Ingin segera kuakhiri percakapan tidak penting ini. Dan … menginjak pedal gas mobilku dengan cepat. Meskipun Gloria mengatakan telah menemui June sebelumnya, diriku masih belum siap menghadapinya langsung seperti ini.

“Ehm … aku tahu. Pasti ada yang lain selain kopi, bukan? So, let me seat in your passenger seat, hum?”

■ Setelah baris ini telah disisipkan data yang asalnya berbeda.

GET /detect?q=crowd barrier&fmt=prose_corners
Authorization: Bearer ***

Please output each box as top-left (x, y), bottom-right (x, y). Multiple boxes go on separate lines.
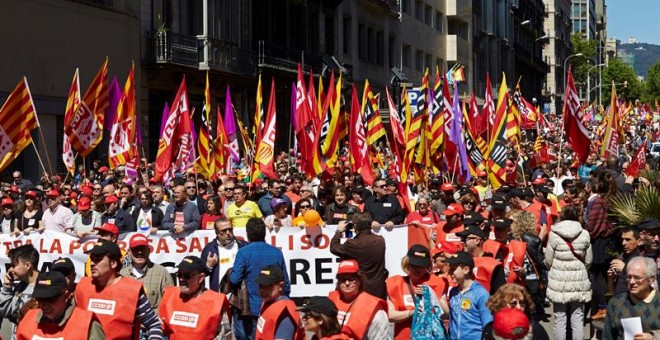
top-left (0, 225), bottom-right (408, 297)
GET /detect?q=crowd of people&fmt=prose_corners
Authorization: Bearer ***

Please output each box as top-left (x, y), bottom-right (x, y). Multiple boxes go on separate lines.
top-left (0, 115), bottom-right (660, 339)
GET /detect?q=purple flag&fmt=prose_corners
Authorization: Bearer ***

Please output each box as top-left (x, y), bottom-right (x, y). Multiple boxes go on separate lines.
top-left (449, 84), bottom-right (472, 182)
top-left (103, 77), bottom-right (121, 131)
top-left (224, 85), bottom-right (241, 163)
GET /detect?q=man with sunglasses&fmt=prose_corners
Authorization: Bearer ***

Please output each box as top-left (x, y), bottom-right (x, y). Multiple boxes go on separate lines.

Butuh beberapa detik bagiku hingga akhirnya memencet tombol unlock untuk pintu di passenger seat-ku. Oh, seharusnya aku tidak melakukan ini. Meskipun sadar tidak nyaman untukku, aku tetap membiarkan dia masuk. Betapa bodohnya.

“Thank you … let’s see where we have to go. Any recommendation?”

Sesaat setelah June memasang seat belt, aku menyalakan mobilku. Menyetir perlahan tanpa menoleh ke arahnya. Benakku berkutat mencari cara untuk kabur darinya.

“Aku belum sarapan, Poem. Tempat yang bagus dengan sarapan akan lebih baik. Kau tidak lapar?”

“Aku bukan tour guide-mu. Urgh ... untuk apa keluyuran di kota orang sepagi ini? Ke mana perginya sekretarismu, duh!”

Suaraku terdengar menggerutu. Namun, June tampak menikmati waktunya bersamaku. Saat kulirik sekilas, senyumnya belum menghilang dari bibirnya. Kuharap dia tidak mengetahui tanganku sedikit gemetar karena keberadaannya.

“Berhenti menggerutu. Bukan seperti ini cara menyapa mantan suamimu. Santailah sedikit, hum?”